Oh this is true and not true. My best friend got married this past weekend and I've been thinking about long term relationships and marriage and babies more than ever.
I sometimes wonder if there's something inherently wrong about me that scares men off. I know I'm flawed (let's not talk about how deeply) but I wonder why I can't find someone who accepts my foibles the same way my friends do. I meet people, but not often and it just doesn't go anywhere. Or I jump in to quickly before realizing that no I don't really like them like that. Or I don't give them enough chances or a chance. Or I start something in the wrong way and then it runs rapidly downhill. My friends, both male and female, say there's nothing crazy bad about me but that I just haven't met the right person yet. Which is most likely true but I can't help but wonder.
Take my current situation- involved with a good friend who I've been involved with before. I broke it off because I had feelings for him and he didn't for me (the story of my life) and I felt like we were in a relationship but he didn't. So getting involved again is not the smartest thing I've done but I feel like I'm going to get into trouble regardless so it might as well be with someone I know and trust. We'll see how long this lasts before I once again have feelings and I attempt to communicate them before getting shot down *sigh*.

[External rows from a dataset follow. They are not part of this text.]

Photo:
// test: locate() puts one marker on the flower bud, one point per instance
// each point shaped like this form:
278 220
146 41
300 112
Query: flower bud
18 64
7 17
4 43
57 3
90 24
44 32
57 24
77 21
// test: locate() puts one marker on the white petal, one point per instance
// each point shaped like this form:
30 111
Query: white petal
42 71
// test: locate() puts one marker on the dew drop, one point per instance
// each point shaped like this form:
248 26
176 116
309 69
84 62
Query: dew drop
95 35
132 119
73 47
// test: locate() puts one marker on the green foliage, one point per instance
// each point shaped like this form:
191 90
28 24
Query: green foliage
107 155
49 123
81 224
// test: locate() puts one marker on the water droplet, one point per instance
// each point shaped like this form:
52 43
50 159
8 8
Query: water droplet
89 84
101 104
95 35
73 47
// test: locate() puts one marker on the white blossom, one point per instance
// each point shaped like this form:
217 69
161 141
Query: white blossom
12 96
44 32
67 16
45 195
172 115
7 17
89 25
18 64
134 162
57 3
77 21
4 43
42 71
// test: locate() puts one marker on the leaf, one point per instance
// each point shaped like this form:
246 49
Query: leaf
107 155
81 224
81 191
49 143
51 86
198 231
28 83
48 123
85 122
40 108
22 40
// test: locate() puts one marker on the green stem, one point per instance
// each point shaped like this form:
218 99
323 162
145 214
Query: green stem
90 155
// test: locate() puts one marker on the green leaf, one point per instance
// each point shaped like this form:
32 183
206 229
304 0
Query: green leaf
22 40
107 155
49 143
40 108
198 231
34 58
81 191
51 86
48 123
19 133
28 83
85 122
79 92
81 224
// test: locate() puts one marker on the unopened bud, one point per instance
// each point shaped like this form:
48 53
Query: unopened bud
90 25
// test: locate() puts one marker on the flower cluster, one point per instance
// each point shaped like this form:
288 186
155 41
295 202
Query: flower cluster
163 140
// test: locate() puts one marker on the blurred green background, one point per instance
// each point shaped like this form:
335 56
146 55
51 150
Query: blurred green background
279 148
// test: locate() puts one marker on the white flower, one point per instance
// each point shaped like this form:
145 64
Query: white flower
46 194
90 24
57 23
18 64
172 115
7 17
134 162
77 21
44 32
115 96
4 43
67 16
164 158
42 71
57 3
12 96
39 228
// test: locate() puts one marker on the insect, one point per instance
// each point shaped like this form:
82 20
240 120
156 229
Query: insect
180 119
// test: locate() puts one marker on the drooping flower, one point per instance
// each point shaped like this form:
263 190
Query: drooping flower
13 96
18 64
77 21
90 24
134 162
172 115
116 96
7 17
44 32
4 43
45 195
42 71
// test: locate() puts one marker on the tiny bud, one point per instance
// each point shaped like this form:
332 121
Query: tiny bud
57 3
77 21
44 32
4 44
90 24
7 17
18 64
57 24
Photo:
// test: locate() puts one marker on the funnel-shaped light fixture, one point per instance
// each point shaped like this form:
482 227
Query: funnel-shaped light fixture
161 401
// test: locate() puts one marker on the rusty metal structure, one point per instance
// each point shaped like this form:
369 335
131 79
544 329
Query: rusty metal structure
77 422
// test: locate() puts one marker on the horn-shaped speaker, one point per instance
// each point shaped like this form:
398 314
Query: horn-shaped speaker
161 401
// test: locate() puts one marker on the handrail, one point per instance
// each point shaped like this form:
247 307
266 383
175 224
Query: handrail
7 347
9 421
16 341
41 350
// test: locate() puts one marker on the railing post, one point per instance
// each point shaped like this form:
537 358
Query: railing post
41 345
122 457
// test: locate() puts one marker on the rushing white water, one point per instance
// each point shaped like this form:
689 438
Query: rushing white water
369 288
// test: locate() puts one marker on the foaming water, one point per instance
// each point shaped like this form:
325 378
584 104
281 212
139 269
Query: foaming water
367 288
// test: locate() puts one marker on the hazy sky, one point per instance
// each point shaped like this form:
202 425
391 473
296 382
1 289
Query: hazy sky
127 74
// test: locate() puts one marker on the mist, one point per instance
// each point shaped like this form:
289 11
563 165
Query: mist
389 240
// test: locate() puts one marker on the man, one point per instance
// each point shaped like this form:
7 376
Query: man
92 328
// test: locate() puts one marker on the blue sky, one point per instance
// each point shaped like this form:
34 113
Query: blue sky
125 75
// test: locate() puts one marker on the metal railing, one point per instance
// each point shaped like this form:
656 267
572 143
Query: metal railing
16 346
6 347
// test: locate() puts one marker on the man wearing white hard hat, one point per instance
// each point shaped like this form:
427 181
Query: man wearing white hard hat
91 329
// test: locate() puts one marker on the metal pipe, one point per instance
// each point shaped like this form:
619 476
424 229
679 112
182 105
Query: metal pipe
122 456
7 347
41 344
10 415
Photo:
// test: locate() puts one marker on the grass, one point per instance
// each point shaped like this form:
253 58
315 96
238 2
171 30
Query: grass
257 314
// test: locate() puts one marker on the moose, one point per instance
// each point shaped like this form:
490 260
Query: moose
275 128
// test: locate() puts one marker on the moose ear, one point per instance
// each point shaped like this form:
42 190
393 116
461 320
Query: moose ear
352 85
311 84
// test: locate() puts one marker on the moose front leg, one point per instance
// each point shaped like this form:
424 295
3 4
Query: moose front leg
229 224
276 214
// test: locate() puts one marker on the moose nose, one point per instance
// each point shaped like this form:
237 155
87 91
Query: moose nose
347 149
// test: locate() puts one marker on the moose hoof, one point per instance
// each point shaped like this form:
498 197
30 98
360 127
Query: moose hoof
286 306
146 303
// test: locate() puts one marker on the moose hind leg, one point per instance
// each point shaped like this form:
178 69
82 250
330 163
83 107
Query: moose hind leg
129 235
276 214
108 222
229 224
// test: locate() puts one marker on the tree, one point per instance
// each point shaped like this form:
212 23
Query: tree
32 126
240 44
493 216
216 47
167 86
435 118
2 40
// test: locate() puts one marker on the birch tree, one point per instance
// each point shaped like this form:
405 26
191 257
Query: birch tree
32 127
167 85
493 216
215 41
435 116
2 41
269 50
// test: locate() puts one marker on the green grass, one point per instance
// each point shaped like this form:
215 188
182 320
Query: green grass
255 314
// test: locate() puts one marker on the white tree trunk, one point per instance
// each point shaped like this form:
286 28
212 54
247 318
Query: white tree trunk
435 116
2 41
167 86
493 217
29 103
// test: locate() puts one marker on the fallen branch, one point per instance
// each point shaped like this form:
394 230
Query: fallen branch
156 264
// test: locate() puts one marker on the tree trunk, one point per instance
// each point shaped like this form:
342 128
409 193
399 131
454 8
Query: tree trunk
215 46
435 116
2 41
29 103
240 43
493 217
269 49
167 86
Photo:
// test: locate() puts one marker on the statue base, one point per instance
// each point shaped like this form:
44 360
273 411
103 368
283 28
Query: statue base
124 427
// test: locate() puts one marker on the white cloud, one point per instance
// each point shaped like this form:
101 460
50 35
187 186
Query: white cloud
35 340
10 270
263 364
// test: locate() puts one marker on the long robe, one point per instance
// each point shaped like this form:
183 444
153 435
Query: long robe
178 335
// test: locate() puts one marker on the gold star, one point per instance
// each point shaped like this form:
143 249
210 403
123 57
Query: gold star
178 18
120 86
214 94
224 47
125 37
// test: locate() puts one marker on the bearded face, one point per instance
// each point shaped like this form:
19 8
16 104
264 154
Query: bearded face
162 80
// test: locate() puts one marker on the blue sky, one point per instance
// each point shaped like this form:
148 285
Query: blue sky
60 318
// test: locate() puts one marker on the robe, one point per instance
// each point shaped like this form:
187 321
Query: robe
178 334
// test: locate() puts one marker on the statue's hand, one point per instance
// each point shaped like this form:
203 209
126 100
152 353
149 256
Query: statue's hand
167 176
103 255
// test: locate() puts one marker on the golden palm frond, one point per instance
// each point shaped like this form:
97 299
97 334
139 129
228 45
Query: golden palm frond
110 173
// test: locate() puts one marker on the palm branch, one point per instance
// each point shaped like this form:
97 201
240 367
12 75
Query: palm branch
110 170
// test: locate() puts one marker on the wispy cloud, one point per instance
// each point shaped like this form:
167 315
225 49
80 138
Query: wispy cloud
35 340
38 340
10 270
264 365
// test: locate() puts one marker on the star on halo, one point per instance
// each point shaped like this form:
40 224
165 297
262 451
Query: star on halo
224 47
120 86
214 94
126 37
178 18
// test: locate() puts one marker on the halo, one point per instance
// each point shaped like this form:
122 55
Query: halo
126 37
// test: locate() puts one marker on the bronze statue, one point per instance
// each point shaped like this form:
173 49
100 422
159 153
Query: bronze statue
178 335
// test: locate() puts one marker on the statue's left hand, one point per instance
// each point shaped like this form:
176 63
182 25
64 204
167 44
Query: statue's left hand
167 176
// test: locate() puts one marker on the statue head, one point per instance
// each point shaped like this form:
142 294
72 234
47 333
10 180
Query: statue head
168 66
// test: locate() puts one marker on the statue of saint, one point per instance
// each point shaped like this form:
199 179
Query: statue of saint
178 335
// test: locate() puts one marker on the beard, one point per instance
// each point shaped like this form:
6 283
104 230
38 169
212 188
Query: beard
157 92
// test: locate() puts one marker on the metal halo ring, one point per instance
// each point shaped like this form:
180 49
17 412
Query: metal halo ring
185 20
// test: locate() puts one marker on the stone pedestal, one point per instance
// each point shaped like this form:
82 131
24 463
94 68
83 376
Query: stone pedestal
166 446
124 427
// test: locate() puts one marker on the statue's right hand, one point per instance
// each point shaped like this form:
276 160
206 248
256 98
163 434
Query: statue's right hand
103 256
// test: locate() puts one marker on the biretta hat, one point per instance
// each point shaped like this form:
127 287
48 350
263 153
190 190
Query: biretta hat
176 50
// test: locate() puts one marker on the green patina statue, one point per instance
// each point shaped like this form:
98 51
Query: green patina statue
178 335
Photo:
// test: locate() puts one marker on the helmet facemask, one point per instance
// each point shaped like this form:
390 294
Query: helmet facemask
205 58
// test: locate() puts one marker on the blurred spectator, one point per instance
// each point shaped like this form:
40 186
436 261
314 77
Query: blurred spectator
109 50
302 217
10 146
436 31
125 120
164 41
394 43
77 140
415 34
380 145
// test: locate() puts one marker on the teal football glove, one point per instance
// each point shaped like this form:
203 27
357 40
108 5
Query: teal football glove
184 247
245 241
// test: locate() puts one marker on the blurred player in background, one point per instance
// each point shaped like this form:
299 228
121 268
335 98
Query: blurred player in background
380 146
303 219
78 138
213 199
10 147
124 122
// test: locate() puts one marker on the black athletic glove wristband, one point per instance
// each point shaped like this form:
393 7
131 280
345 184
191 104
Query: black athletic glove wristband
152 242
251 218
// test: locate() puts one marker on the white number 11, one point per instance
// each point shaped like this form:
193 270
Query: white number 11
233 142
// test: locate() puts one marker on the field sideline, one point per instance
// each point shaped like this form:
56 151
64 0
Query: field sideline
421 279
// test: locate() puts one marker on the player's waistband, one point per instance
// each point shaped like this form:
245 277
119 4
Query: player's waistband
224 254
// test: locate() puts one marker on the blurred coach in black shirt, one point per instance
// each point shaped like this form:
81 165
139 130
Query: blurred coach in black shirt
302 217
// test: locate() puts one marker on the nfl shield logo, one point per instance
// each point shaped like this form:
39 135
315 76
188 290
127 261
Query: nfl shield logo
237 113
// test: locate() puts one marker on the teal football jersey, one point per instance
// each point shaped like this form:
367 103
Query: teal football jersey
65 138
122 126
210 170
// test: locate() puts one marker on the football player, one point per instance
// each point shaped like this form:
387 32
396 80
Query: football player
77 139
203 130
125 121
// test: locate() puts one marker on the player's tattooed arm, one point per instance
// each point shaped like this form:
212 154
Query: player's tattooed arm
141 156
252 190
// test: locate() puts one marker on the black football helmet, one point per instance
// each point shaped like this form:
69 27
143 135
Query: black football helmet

I'm only 26 and I know I have plenty of time yadda yadda yadda but in the meantime while I have a full life (friends, dog, rollerderby, kickball, books, work), I'm lonely sometimes and just want someone to share my life with. Am I really so much to put up with? I want someone who thinks I'm awesome and accepts that I'm bossy and demanding but also appreciates my baked goods and my loyalty.
One of my biggest fears is that I will end up at 40 childless and alone. I plan on children regardless and won't be waiting until 40 to do it but it could happen.
I'm not sure what I want to do with my life other than that I want it to be meaningful in some way. I'm thinking about going back to school for something but I'm not sure if I'm really passionate enough about it to make it work. Again I know I have plenty of time but I am slowly getting older. Muah.